NATURE AND SOURCES OF SUPPORT:
Kirsten Bechtel, Co-Chair, Child Fatality Review Panel-Connect:
I am a Pediatric Emergency Medicine Physician and the Co-Chair of the Child Fatality Review Panel for Connect. It has been demonstrated that children with disabilities are at greater risk of abuse and neglect than non-disabled children; they are also more likely to be seriously harmed by the abuse and neglect they experience. As found by the OCA's Report on the death of Matthew Tirado, it is imperative that the Department of Children and Families develop evidence-based policies, case practice guidance and training for its staff to adequately investigate cases of alleged abuse and neglect of children with developmental disabilities. From the Careline to ongoing treatment units, DCF must have practices and procedures to reduce the risk of harm and provide resources that can strengthen families of children with disabilities.
Shannon Jacovino, Director of Advocacy, Public Policy, The Arc-Connecticut
An excerpt from the OCA report states that, “In this case there was no contact with the family by anyone other than the caseworker, no internal consults with mental health or educational experts, and no outside consultation with agencies or providers that serve children with disabilities. Multiple DCF staff also acknowledged to the OCA that there are no specific internal resources in the agency that can provide expert guidance regarding case planning for children with developmental disabilities. DCF caseworkers felt stuck and unable to engage the children's mother and move the treatment goals forward, but they admittedly lacked training and specific guidance regarding how best to proceed to ensure the safety and well-being of Matthey and other children like him. OCA urgently recommends that staff be provided with additional support and training as soon as possible. DCF's Case Planning Guide for staff does address the primary importance of assessing a child and family's “current level of functioning across all domains,” and that assessment must include identification of “the risk, physical and psychological safety concerns and the needs of the family.” As a result, the OCA recommended that DCF must develop policies and practices to support investigation and case planning for abused/neglected children with developmental disabilities.
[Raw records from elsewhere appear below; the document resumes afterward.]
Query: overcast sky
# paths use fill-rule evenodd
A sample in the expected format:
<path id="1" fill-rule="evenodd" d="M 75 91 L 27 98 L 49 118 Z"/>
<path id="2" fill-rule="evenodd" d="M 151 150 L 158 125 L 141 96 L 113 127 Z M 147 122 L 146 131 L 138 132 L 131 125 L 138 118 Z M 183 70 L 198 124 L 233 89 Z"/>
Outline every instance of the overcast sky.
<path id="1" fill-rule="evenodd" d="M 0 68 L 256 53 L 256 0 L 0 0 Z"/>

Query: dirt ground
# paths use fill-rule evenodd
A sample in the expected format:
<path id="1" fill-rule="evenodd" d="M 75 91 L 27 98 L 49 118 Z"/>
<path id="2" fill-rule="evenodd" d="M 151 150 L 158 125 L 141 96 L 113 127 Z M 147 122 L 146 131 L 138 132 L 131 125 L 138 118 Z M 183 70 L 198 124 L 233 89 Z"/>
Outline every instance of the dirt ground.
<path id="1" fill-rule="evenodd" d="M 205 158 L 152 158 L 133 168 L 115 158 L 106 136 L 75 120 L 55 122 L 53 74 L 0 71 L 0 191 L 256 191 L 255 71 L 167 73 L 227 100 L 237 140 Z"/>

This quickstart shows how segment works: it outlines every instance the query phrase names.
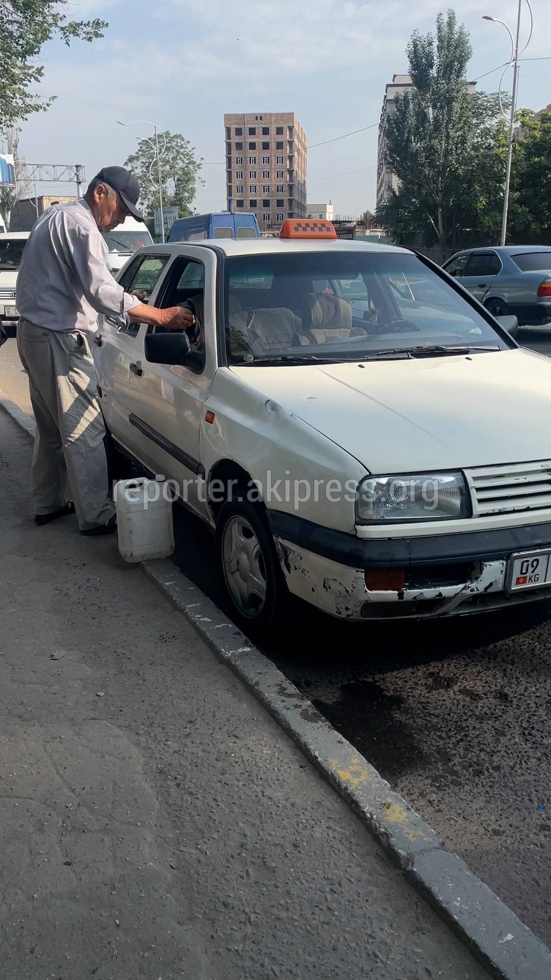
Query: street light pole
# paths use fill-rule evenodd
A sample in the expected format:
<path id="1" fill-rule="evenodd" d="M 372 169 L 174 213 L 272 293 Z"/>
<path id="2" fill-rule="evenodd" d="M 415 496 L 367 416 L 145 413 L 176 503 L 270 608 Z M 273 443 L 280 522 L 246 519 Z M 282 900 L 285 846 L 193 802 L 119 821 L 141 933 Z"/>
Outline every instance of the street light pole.
<path id="1" fill-rule="evenodd" d="M 165 220 L 164 220 L 164 217 L 163 217 L 163 177 L 162 177 L 162 174 L 161 174 L 161 156 L 162 156 L 162 154 L 165 152 L 165 150 L 167 148 L 167 137 L 165 136 L 165 146 L 163 147 L 162 152 L 159 153 L 159 132 L 163 132 L 163 130 L 159 129 L 159 126 L 157 125 L 156 122 L 152 122 L 151 120 L 131 120 L 129 122 L 121 122 L 120 120 L 117 120 L 117 122 L 118 122 L 119 125 L 133 125 L 135 122 L 146 122 L 147 125 L 152 125 L 153 126 L 153 130 L 155 132 L 155 156 L 157 158 L 157 179 L 158 179 L 158 182 L 159 182 L 159 210 L 161 212 L 161 241 L 164 244 L 165 243 Z M 165 135 L 164 132 L 163 132 L 163 135 Z M 148 142 L 151 142 L 151 141 L 148 140 Z M 155 163 L 155 161 L 153 161 L 153 163 Z M 151 166 L 153 166 L 153 164 Z M 151 169 L 150 169 L 150 172 L 151 172 Z"/>
<path id="2" fill-rule="evenodd" d="M 523 0 L 519 0 L 519 7 L 518 7 L 518 11 L 517 11 L 517 37 L 516 37 L 516 39 L 513 38 L 513 34 L 511 32 L 511 29 L 507 26 L 507 24 L 505 24 L 504 21 L 500 21 L 497 17 L 488 17 L 487 15 L 485 15 L 482 18 L 483 21 L 493 21 L 494 24 L 501 24 L 502 26 L 505 27 L 505 29 L 506 29 L 506 31 L 509 34 L 509 37 L 511 39 L 511 59 L 509 61 L 509 64 L 508 64 L 507 68 L 505 69 L 505 72 L 503 73 L 502 76 L 501 76 L 501 81 L 499 83 L 499 87 L 500 87 L 499 105 L 500 105 L 500 108 L 501 108 L 501 82 L 503 81 L 503 78 L 505 77 L 505 74 L 509 71 L 509 69 L 511 68 L 511 66 L 514 65 L 514 69 L 513 69 L 513 94 L 512 94 L 512 98 L 511 98 L 511 117 L 510 117 L 510 120 L 509 120 L 509 138 L 508 138 L 508 141 L 507 141 L 507 164 L 506 164 L 506 168 L 505 168 L 505 187 L 504 187 L 504 192 L 503 192 L 503 216 L 502 216 L 502 219 L 501 219 L 501 237 L 500 237 L 500 240 L 499 240 L 499 244 L 500 245 L 505 245 L 505 240 L 507 238 L 507 219 L 509 217 L 509 192 L 510 192 L 510 188 L 511 188 L 511 165 L 512 165 L 512 162 L 513 162 L 513 140 L 514 140 L 514 135 L 515 135 L 515 121 L 516 121 L 516 116 L 517 116 L 517 93 L 518 93 L 518 89 L 519 89 L 519 53 L 523 54 L 523 52 L 526 50 L 526 48 L 527 48 L 527 46 L 529 44 L 529 41 L 530 41 L 530 38 L 531 38 L 532 29 L 533 29 L 533 17 L 532 17 L 532 12 L 531 12 L 531 7 L 530 7 L 530 4 L 529 4 L 529 0 L 526 0 L 526 6 L 528 8 L 529 15 L 530 15 L 530 32 L 528 34 L 528 39 L 527 39 L 526 43 L 525 44 L 525 46 L 523 48 L 523 51 L 521 51 L 521 52 L 519 52 L 519 40 L 520 40 L 520 35 L 521 35 L 521 15 L 522 15 L 522 12 L 523 12 Z M 502 110 L 502 112 L 503 112 L 503 110 Z"/>
<path id="3" fill-rule="evenodd" d="M 163 220 L 163 180 L 161 177 L 161 157 L 159 156 L 159 135 L 157 126 L 155 128 L 155 153 L 157 154 L 157 175 L 159 177 L 159 210 L 161 212 L 161 241 L 165 244 L 165 221 Z"/>
<path id="4" fill-rule="evenodd" d="M 505 192 L 503 198 L 503 218 L 501 220 L 501 240 L 500 245 L 505 245 L 507 237 L 507 218 L 509 214 L 509 187 L 511 185 L 511 163 L 513 161 L 513 136 L 515 134 L 515 118 L 517 116 L 517 87 L 519 83 L 519 35 L 521 33 L 521 6 L 523 0 L 519 0 L 519 11 L 517 14 L 517 39 L 515 41 L 515 68 L 513 70 L 513 96 L 511 100 L 511 122 L 509 125 L 509 144 L 507 146 L 507 167 L 505 170 Z"/>

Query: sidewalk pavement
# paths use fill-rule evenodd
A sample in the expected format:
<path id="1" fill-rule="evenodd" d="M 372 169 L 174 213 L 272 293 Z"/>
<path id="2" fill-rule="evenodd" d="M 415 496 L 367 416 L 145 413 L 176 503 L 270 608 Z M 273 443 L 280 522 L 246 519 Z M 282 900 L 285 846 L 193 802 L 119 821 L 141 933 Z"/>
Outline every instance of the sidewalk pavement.
<path id="1" fill-rule="evenodd" d="M 30 518 L 0 410 L 3 980 L 483 980 L 116 542 Z"/>

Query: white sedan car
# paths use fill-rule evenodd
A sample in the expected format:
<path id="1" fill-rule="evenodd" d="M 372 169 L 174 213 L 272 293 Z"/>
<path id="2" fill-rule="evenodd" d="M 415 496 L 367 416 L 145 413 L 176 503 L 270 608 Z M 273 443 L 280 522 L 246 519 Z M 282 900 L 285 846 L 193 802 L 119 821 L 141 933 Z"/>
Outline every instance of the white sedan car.
<path id="1" fill-rule="evenodd" d="M 432 263 L 286 221 L 141 249 L 119 280 L 186 334 L 103 323 L 116 446 L 216 532 L 236 621 L 288 592 L 347 619 L 551 594 L 551 361 Z"/>

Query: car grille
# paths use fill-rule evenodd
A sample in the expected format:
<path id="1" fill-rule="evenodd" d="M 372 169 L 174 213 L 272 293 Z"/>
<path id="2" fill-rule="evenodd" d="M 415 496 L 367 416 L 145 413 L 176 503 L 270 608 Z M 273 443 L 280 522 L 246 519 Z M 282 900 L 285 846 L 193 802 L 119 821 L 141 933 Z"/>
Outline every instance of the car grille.
<path id="1" fill-rule="evenodd" d="M 466 470 L 473 516 L 551 510 L 551 460 Z"/>

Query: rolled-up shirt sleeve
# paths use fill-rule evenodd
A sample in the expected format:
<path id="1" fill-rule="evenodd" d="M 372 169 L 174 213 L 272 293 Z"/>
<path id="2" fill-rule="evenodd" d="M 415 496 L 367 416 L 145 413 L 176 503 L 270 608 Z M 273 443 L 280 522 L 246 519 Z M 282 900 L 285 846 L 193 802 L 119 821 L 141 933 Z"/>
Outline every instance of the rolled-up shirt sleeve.
<path id="1" fill-rule="evenodd" d="M 97 235 L 90 234 L 69 216 L 63 215 L 63 219 L 75 271 L 84 297 L 96 313 L 124 325 L 126 314 L 139 306 L 140 300 L 125 293 L 113 278 L 102 252 L 99 231 Z"/>

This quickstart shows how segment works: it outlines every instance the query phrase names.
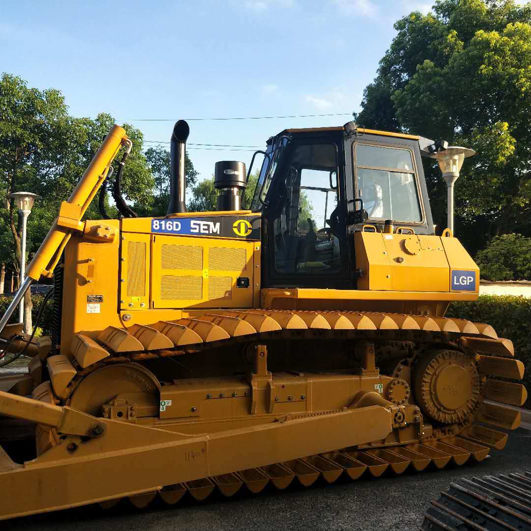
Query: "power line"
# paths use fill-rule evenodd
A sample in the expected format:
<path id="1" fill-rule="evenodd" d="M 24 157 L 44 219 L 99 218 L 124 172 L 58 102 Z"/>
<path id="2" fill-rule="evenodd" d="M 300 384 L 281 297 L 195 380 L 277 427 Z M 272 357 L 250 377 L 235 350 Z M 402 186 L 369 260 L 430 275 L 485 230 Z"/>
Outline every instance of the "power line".
<path id="1" fill-rule="evenodd" d="M 226 120 L 273 120 L 282 118 L 318 118 L 322 116 L 352 116 L 352 113 L 331 113 L 329 114 L 299 114 L 288 115 L 285 116 L 249 116 L 238 118 L 186 118 L 187 122 L 209 122 Z M 131 120 L 121 120 L 121 122 L 176 122 L 172 118 L 137 118 Z"/>
<path id="2" fill-rule="evenodd" d="M 146 144 L 169 144 L 169 142 L 165 142 L 162 140 L 144 140 L 144 143 Z M 187 142 L 186 145 L 203 145 L 203 146 L 208 146 L 209 147 L 215 147 L 215 148 L 253 148 L 255 149 L 260 149 L 261 147 L 263 147 L 263 146 L 259 145 L 239 145 L 237 144 L 196 144 L 194 142 Z"/>

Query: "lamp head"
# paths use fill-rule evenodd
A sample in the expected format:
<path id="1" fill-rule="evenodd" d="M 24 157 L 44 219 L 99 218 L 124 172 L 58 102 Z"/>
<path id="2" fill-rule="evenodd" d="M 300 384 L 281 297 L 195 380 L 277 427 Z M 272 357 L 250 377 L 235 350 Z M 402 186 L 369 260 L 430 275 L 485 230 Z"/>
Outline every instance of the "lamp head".
<path id="1" fill-rule="evenodd" d="M 18 209 L 21 211 L 31 212 L 36 199 L 40 199 L 40 196 L 31 192 L 15 192 L 10 194 L 10 199 L 14 199 Z"/>
<path id="2" fill-rule="evenodd" d="M 473 149 L 450 145 L 444 149 L 434 151 L 430 156 L 437 159 L 443 176 L 451 175 L 457 177 L 465 159 L 475 154 L 476 152 Z"/>

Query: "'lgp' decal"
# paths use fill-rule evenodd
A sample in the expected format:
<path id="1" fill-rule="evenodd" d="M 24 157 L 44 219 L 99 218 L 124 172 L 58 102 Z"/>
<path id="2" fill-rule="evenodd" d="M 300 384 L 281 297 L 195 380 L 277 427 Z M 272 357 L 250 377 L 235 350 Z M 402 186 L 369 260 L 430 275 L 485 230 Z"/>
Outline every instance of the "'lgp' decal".
<path id="1" fill-rule="evenodd" d="M 454 269 L 452 271 L 452 289 L 457 292 L 476 290 L 476 272 L 467 270 Z"/>

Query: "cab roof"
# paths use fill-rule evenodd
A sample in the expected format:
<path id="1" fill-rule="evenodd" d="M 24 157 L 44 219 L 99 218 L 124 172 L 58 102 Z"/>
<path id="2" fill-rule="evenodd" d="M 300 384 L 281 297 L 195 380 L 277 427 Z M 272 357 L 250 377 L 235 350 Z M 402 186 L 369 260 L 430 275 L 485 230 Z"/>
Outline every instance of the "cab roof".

Susan Kelley, Director, Alliance for Children's Mental Health
ACMH supports this bill which would require collaboration between the Department of Children and Families, Departments of Early Childhood, Development Services, and Social Services for the development of investigation, assessment and case-planning procedures that are responsive to the needs of children with intellectual and developmental disabilities, and other co-occurring disorders including mental health challenges. These procedures are necessary to address deficiencies outlined in the report by the OCA concerning the case of Matthew Tirado, and to prevent further tragedies from occurring.
Stephanie Luczak, Policy Intern, Connecticut Voices for Children
It is imperative that the Departments of Children and Families, Early Childhood, Developmental Services, and Social Services work in conjunction with one another to develop specific and clear guidelines of how to work with children with disabilities in the child welfare system. Developing procedures that are responsive to the needs of children with intellectual and developmental disabilities will only increase protection and outcomes for some of the most vulnerable children in our state.
NATURE AND SOURCES OF OPPOSITION:
See response from administration/agency.